The Death of Pop est un groupe anglais mené par deux fères, Angus et Oliver James. Initialement assez orientés shoegaze et plutôt rock à guitare, leur troisième album sorti mi mars montre un son plus synthétique, mais toujours avec un sens des mélodies et un travail de songwriting remarquable.

Voilà l’occasion de discuter avec les deux frères pour comprendre comment est né ce nouvel album. Et je ne suis pas déçu, car cet échange est terriblement riche. Cela prouve à nouveau quand on creuse un peu, tout le travail qui peut être mené par un groupe pour faire un album. Album qui sera peut-être écouté distraitement ou balayé par la critique. Imaginez la sensation des artistes qui ont bossé des mois dessus. Mais là n’est pas le débat.
Plongez-vous donc dans les innombrables références musicales et cinématographiques de The Death of Pop, deux frères talentueux mais surtout passionnés et terriblement curieux, témoignant d’une culture musicale et cinématographique impressionnante. Vous pouvez aussi retrouver The Death of Pop dans la playlist rock indé de mars 2021.

Un nouvel album pour The Death of Pop

Comment vous sentez-vous en ces jours de sortie de votre album ?

Angus James : C’est une période intéressante pour sortir un disque vu qu’il n’y a aucune possibilité de faire de release party ou de concert. Cela dit, c’est cool de sortir un album parce que ça faisait quelques années qu’on n’avait plus sorti grand chose. On a hâte de pouvoir jouer ces chansons en live et on a la chance d’avoir un paquet de potes qui nous aident autour de cette sortie. 
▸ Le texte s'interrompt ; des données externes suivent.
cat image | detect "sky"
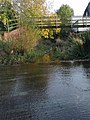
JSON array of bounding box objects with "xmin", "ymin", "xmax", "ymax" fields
[{"xmin": 46, "ymin": 0, "xmax": 90, "ymax": 16}]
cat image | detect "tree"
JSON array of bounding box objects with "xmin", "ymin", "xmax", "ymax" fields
[
  {"xmin": 12, "ymin": 0, "xmax": 48, "ymax": 27},
  {"xmin": 56, "ymin": 4, "xmax": 74, "ymax": 20},
  {"xmin": 0, "ymin": 0, "xmax": 18, "ymax": 32},
  {"xmin": 9, "ymin": 0, "xmax": 48, "ymax": 54},
  {"xmin": 0, "ymin": 0, "xmax": 16, "ymax": 24},
  {"xmin": 13, "ymin": 0, "xmax": 47, "ymax": 17},
  {"xmin": 56, "ymin": 4, "xmax": 74, "ymax": 39}
]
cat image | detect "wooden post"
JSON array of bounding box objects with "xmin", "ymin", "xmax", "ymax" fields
[
  {"xmin": 40, "ymin": 17, "xmax": 43, "ymax": 28},
  {"xmin": 55, "ymin": 16, "xmax": 58, "ymax": 28}
]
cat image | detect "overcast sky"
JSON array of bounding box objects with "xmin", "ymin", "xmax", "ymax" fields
[{"xmin": 46, "ymin": 0, "xmax": 90, "ymax": 16}]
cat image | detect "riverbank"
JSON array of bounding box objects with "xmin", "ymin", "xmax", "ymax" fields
[
  {"xmin": 0, "ymin": 57, "xmax": 90, "ymax": 66},
  {"xmin": 0, "ymin": 30, "xmax": 90, "ymax": 65}
]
Oliver James : On est toujours assez autonomes et indépendants pour la production et sans doute un peu à l’ouest sur comment faire les choses. Evidemment c’est difficile de sortir quelque chose en grande pompe en ce moment. En plus, il y a trop de bons disques ! Mais c’est une super période pour être branché musique. 
Quoi d’autre ? On est à chier sur Instagram. Alors qu’apparemment c’est important. C’est facile de publier de la musique en tant qu’amateurs et d’arriver à trouver un public sur internet. Et on a évolué pour vraiment apprécier la fanbase qu’on a construite au fil des années et on est reconnaissant de tous ceux qui nous disent apprécier notre musique. Recevoir des messages de gens du monde entier, c’est vraiment cool. Après c’est vrai que devoir parcourir tous les canaux officiels pour diffuser sa musique, c’est épuisant et il faut être beaucoup plus préparé que ce qu’on est. Mais on a de super soutiens comme nos bons potes de Discos de Kirlian et Hidden Bay qui ont sorti l’album. Et on ne peut pas négliger le fait qu’il y a une communauté incroyable de passionnés de musique qui écrivent sur le web et qui font toute la différence pour faire écouter de vieux ou nouveaux groupes. On a toujours été hyper DIY et je crois qu’aujourd’hui c’est devenu un prérequis. Ou alors on doit vraiment essayer d’arrêter de tout faire nous-mêmes (ce qui n’est pas prêt d’arriver) 

Comment décririez-vous votre album ?

OJ : pour nous, c’était un peu comme une remise à zéro. On l’a d’abord écrit et produit en tant que duo, comme lors de la première année du projet. On avait un peu arrêté de faire de trucs activement en tant que groupe. À la place, on a passé plus ou moins un an à traîner ensemble quand on pouvait et à faire des démos sans objectif précis. Donc j’espère que tu entends le son d’un groupe rajeuni ! On a essayé de faire un album de pop songs douces et catchy. C’est joyeux et triste à la fois. Ça semble familier mais tu n’arrives pas vraiment à dire clairement pourquoi. 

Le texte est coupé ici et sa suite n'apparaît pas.